Nice to hear this positive feedback! I know code formatting can be a sensitive topic among developers so I was just being careful ;)

As for formatting numbergen I could apply black once and then fix the Parameter formatting manually. Then, if black ends up as part of Param's CI (run by pre-commit for instance) numbergen would be excluded from the files collected by black, since as you say its code almost never changes.

I've sampled some Parameter definitions from numbergen below:

    lbound = param.Number(default=0.0,doc="inclusive lower bound")
    
    time_dependent = param.Boolean(default=False,  doc="""
       Whether the given time_fn should be used to constrain the
       results generated.""")

    random_generator = param.Parameter(
        default=random.Random((500,500)), doc=
        """
        Random state used by the object. This may may be an instance
        of random.Random from the Python standard library or an
        instance of numpy.random.RandomState.
        This random state may be exclusively owned by the object or
        may be shared by all instance of the same class. It is always
        possible to give an object its own unique random state by
        setting this parameter with a new random state instance.
        """)

    mean = param.Number(default=0.0, doc="""Mean value""")

    choices = param.List(default=[0,1],
        doc="List of items from which to select.")

Their formatting, in particular the doc attribute, isn't consistent. What's the recommended format?

On black, I'm not sure there's a way to trick it, from what I know it's not so configurable. We could have a preprocessor that adds fmt: skip to each Parameter declaration to have it ignored by black. Or as you say a postprocessor that reformats Parameter declaration as we want.

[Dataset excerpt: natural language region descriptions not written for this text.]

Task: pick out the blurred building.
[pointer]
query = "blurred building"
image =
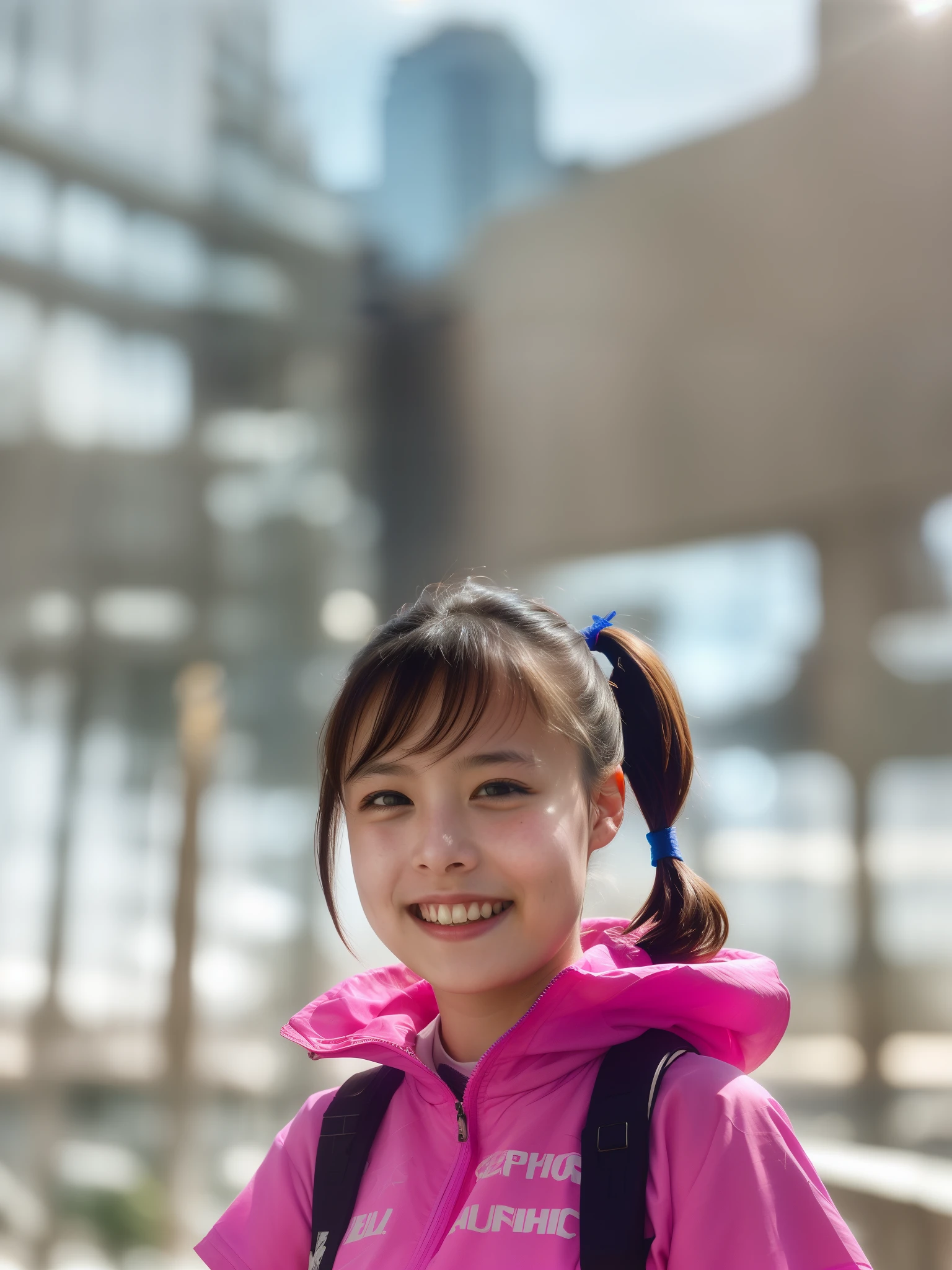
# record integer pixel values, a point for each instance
(711, 390)
(460, 143)
(180, 484)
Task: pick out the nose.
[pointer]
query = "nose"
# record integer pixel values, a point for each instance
(443, 846)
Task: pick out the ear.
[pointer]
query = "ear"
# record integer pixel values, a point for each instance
(607, 810)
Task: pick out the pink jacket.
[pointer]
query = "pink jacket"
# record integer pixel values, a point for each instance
(730, 1186)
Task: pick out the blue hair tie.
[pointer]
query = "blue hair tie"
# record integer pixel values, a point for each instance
(664, 846)
(598, 624)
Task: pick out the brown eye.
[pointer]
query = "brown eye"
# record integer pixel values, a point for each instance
(500, 789)
(386, 798)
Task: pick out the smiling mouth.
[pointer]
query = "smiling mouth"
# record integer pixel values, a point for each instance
(459, 915)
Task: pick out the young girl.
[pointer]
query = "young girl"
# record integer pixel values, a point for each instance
(478, 755)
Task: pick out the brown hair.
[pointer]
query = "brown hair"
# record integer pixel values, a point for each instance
(457, 646)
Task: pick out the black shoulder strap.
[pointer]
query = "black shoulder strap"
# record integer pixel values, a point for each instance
(615, 1146)
(348, 1130)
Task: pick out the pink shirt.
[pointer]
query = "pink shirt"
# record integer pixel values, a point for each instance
(730, 1188)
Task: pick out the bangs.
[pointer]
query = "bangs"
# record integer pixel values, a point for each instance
(456, 686)
(455, 672)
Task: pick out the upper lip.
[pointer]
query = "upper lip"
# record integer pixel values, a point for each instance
(461, 898)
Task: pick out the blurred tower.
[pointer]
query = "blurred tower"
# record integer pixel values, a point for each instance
(461, 141)
(177, 486)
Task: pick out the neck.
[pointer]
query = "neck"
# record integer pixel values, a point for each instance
(471, 1021)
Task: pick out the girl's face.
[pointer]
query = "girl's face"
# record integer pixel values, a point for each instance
(471, 865)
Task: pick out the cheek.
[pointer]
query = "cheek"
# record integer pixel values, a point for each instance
(550, 846)
(372, 865)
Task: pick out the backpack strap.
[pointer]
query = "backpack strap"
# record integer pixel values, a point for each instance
(348, 1129)
(615, 1148)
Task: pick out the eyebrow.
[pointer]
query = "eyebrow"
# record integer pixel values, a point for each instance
(493, 758)
(500, 756)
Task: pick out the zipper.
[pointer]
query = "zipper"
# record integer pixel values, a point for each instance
(436, 1232)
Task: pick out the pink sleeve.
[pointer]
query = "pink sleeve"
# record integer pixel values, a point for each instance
(730, 1185)
(268, 1227)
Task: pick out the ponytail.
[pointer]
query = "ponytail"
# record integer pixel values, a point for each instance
(683, 918)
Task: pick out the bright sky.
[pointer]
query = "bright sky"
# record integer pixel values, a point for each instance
(620, 78)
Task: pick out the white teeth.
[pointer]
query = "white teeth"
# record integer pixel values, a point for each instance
(456, 915)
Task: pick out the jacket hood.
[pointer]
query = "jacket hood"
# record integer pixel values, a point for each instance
(733, 1008)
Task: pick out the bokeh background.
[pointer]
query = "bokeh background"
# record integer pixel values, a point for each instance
(304, 304)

If it does exist, maybe such tool could live in Param itself.

maximlt avatar Jan 14 '22 21:01 maximlt

I don't think Black itself is configurable to do it; it's designed not to be, which is generally not a bad thing but in this case highly inconvenient. We don't currently have a postprocessor, but my preferred format if it's achievable would be, for these examples:

    lbound = param.Number(default=0.0, doc="""
        Inclusive lower bound.""")
    
    time_dependent = param.Boolean(default=False, doc="""
        Whether the given time_fn should be used to constrain the
        results generated.""")

    random_generator = param.Parameter(default=random.Random((500,500)), doc="""
        Random state used by the object. This may may be an instance
        of random.Random from the Python standard library or an
        instance of numpy.random.RandomState.
        This random state may be exclusively owned by the object or
        may be shared by all instance of the same class. It is always
        possible to give an object its own unique random state by
        setting this parameter with a new random state instance.""")

    mean = param.Number(default=0.0, doc="""
        Mean value.""")

    choices = param.List(default=[0,1], doc="""
        List of items from which to select.""")

Here I didn't try reformatting anything for a particular line length, which would follow whatever is enforced on the rest of the file.

This formatting is designed to achieve several goals:

  • Make it simple to scan the list of parameters by name (making the names stand out on the left)
  • Be vertically compact, so that skimming through to find a parameter of interest will be quick
  • Make the docstring clearly separate from the other arguments (always on a new line)

Other formatting approaches generally fail to satisfy one of these constraints.

jbednar avatar Jan 14 '22 22:01 jbednar

Just saw that Github can now ignore commits, which could be relevant if a big reformat is done.